Außerdem werden an den Schulen dort, wo es noch keine gibt, Hol- und Bring-Zonen eingerichtet. Dort können Eltern halten, um ihre Kinder aus dem Auto austeigen zu lassen, damit diese den sicheren Restschulweg eigenständig und zu Fuß zurücklegen. Die Schulstraßen werden durch Beschilderung und Markierung kenntlich gemacht. Die Polizei wird die Einhaltung des Einfahrverbots kontrollieren. Die Schulstraßen sollen den Hol- und Bringverkehr verdrängen, Verhaltensänderungen bei Eltern und Schüler*innen bewirken und die eigenständige Mobilität von Schüler*innen fördern.
Folgende vier Schulen wurden für das Pilotprojekt ausgewählt:
Freiligrath Grundschule, Uranusstraße 50, 44388 Dortmund
Schüleranzahl: 221
Sperrung der Uranusstraße, Abschnitt Provinzialstraße bis Neptunstraße
Sperrzeit: 7:30 bis 8:00 Uhr
Hol- und Bringzone an der Provinzialstraße 357 und 360 wird kurzfristig eingerichtet
Ostenberg Grundschule, An der Margarethenkapelle 5, 44227 Dortmund
Schüleranzahl: 295
Sperrung der Straße An der Margarethenkapelle
Sperrzeit: 14:45 bis 16:15 Uhr
Hol- und Bringzone An der Palmweide ggü. Schönaustraße vorhanden
Kerschensteiner Grundschule, Joseph-Cremer-Straße 25, 44141 Dortmund
Schüleranzahl: 315
Sperrung der Strohnstraße
Sperrzeit: 7:30 bis 8:00 Uhr
Hol- und Bringzone ggü. Rathenaustraße 39-41 vorhanden
Förderschule Max-Wittmann-Schule, Oberevinger Straße 155, 44339 Dortmund
Schüleranzahl: 430
Sperrung der Oberevinger Straße, Abschnitt Rotbuchenweg bis Derner Straße (Zufahrt für Schülerspezialverkehr erlaubt)

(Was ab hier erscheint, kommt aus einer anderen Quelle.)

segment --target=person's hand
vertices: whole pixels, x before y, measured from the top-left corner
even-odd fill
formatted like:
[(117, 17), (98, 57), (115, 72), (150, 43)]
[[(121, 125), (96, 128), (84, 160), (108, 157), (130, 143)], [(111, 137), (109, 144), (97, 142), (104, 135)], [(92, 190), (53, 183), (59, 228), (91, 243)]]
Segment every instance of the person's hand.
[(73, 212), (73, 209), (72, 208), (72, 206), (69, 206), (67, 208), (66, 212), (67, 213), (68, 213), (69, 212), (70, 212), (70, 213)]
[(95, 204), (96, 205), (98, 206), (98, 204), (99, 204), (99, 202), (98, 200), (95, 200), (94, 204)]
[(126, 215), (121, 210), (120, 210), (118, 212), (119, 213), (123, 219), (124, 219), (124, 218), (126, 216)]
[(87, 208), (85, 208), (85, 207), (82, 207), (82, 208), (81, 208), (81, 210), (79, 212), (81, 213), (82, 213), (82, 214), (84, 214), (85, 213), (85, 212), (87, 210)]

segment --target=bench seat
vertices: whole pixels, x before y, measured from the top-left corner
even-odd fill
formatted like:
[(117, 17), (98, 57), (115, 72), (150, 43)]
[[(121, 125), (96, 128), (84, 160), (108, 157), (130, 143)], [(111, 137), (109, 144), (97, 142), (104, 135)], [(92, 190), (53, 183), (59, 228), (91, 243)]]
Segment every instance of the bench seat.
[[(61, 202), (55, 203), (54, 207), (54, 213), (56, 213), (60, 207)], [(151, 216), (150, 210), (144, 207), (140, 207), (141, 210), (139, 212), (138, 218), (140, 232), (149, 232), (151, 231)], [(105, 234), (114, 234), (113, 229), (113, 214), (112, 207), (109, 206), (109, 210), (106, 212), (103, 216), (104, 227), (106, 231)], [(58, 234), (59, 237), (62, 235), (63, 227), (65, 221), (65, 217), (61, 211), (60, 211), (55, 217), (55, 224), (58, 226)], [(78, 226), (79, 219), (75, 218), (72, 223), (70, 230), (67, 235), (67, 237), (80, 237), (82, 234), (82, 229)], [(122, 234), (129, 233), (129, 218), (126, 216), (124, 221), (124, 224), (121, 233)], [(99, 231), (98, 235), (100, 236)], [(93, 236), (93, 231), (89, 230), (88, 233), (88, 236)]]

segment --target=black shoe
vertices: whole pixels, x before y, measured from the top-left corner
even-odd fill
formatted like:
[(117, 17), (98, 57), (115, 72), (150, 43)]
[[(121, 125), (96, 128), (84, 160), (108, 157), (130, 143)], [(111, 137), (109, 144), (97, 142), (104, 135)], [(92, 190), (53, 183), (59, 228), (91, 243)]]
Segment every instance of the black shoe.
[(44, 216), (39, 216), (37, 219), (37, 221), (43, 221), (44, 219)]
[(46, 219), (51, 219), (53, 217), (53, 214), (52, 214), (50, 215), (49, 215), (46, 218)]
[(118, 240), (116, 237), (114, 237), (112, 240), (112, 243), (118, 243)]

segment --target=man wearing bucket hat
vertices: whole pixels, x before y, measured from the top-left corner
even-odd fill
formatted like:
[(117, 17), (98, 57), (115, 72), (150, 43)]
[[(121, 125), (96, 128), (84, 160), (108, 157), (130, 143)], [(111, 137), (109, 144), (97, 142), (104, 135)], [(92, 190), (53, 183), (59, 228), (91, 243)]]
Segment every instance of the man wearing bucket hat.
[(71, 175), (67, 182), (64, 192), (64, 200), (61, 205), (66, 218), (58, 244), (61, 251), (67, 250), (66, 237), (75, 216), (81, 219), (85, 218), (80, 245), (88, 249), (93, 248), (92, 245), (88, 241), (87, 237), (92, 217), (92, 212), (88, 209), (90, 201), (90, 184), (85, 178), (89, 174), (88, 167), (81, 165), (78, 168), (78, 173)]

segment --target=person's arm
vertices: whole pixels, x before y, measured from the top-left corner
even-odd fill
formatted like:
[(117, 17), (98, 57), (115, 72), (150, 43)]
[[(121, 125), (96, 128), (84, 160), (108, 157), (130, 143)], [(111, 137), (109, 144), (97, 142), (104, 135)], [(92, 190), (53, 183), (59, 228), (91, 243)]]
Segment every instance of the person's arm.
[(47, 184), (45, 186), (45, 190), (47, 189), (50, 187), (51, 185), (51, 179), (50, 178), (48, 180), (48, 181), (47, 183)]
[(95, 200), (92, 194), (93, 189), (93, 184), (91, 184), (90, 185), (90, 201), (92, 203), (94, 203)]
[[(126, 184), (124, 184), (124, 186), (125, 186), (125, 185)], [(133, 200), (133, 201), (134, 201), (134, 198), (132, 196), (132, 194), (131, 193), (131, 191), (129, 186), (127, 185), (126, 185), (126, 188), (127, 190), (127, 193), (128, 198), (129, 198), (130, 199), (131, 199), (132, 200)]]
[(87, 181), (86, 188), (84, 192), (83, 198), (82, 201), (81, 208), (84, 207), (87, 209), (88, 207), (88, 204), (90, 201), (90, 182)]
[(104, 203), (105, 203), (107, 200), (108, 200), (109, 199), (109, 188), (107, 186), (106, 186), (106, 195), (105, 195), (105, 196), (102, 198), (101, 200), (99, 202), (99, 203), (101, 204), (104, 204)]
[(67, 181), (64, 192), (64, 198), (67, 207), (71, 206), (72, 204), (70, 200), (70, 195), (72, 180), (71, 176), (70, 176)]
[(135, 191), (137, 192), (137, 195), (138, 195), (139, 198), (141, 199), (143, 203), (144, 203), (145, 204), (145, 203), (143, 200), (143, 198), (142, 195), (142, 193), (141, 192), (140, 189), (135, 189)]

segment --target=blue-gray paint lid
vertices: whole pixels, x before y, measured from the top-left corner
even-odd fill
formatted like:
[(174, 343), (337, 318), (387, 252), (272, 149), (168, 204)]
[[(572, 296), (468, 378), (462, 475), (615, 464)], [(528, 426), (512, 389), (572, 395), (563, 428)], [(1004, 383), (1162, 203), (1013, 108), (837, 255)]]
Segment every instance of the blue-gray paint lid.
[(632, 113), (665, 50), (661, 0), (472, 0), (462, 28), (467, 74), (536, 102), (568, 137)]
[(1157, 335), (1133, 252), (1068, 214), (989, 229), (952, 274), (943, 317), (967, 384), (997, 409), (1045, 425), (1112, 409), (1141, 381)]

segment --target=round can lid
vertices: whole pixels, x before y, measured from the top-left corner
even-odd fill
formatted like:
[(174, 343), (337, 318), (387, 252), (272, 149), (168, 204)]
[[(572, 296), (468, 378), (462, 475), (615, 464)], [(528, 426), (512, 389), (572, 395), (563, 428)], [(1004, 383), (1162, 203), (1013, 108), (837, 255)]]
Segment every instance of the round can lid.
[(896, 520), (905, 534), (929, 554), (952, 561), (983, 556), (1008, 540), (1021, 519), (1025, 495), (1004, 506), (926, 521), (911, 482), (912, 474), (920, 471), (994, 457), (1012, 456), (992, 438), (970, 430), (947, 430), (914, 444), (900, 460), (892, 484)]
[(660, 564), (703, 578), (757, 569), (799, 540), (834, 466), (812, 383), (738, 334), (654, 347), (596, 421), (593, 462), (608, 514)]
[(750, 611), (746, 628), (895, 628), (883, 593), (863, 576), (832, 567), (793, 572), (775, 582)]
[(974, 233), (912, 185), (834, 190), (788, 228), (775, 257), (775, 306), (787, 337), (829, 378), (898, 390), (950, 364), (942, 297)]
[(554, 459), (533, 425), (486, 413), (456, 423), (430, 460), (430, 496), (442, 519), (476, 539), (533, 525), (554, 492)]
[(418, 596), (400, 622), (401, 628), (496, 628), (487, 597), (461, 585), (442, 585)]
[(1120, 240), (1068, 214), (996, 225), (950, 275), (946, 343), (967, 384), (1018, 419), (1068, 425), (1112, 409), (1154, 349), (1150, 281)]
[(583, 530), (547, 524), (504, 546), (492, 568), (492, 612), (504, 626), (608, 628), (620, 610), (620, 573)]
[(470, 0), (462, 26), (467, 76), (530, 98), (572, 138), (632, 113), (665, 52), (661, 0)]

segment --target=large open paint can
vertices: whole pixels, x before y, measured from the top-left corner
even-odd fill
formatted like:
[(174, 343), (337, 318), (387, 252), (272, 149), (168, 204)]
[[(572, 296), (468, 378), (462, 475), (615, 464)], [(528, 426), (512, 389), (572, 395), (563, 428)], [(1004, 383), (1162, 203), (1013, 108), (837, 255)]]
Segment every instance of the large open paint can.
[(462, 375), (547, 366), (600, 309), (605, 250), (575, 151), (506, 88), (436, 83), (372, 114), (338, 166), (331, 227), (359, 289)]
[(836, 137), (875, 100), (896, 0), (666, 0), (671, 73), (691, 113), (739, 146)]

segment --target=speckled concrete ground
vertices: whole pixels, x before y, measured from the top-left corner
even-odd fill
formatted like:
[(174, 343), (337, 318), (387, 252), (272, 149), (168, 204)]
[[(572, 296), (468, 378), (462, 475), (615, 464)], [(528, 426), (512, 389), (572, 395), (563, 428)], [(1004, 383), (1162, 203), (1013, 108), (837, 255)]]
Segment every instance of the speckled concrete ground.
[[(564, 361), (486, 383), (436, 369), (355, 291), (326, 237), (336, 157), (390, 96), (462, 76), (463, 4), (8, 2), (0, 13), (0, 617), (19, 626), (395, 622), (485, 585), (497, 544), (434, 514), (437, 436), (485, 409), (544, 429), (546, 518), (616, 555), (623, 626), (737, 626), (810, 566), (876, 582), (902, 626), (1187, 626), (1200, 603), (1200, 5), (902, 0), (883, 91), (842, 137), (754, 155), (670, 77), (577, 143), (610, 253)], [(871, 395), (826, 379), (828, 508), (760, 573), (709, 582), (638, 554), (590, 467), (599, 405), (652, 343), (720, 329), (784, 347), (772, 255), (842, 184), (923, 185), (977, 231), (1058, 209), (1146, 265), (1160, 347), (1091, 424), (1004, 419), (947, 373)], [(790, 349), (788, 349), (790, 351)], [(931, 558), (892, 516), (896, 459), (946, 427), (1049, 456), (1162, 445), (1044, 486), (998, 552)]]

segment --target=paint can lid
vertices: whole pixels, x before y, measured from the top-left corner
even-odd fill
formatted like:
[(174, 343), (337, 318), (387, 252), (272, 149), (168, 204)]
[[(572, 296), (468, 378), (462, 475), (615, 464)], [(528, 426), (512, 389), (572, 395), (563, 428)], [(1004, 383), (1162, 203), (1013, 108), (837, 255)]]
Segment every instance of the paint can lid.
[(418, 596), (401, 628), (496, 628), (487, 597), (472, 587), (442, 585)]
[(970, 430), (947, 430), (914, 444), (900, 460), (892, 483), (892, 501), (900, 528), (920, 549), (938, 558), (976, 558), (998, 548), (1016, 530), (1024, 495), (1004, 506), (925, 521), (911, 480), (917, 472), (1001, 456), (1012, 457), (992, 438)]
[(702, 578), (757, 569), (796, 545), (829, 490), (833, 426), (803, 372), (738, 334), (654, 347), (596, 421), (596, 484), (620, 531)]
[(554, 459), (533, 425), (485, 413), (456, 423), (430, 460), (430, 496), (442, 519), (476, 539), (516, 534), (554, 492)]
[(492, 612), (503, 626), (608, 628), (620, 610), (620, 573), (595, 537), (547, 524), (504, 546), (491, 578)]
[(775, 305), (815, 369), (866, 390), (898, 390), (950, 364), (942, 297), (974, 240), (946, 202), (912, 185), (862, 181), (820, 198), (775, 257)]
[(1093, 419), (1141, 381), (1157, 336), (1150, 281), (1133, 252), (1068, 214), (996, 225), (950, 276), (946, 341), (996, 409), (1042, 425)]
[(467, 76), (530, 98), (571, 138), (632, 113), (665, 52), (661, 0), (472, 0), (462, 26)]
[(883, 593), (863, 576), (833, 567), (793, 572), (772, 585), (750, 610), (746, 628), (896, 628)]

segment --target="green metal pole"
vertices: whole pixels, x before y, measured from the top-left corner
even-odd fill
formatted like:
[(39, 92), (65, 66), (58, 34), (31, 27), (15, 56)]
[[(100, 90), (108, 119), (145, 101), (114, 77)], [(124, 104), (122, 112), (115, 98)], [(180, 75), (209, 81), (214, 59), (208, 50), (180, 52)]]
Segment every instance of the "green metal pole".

Sperrzeit: Montag bis Freitag für eine halbe Stunde nach Unterrichtschluss
So sieht eine Schulstraße aus
Die Schulstraßen werden durch Beschilderung und Markierung kenntlich gemacht. Die Beschilderung der Schulstraßen erfolgt jeweils mit folgenden Zeichen:
- Verkehrszeichen 260 – Verbot für Kraftfahrzeuge
- Zusatzzeichen 1042-38 – werktags außer samstags
- Zusatzzeichen 1040-30 – zeitliche Beschränkung
- Zusatzzeichen 1012-50 – Schule
An der Margarethenkapelle wird im Einfahrtsbereich das Gefahrzeichen 136 „Kinder“ als Fahrbahnpiktogramm neu markiert. An den anderen Schulstraßen ist das Gefahrzeichen 136 „Kinder“ bereits als Verkehrszeichen vorhanden.
Projekt wird wissenschaftlich begleitet
Das Pilotprojekt an der Ostenberg Grundschule und an der Freiligrath Grundschule wird zudem wissenschaftlich durch zwei Masterarbeiten von Studentinnen der TU Dortmund begleitet. Diese betrachten die Situation an den Schulen vor und nach der Einrichtung der Schulstraßen.
Die Pilotphase erstreckt sich voraussichtlich über 6 Monate, maximal bis zu einem Jahr. Danach werden die Ergebnisse ausgewertet und bewertet, um die weiteren Schritte der Stadtverwaltung festzulegen.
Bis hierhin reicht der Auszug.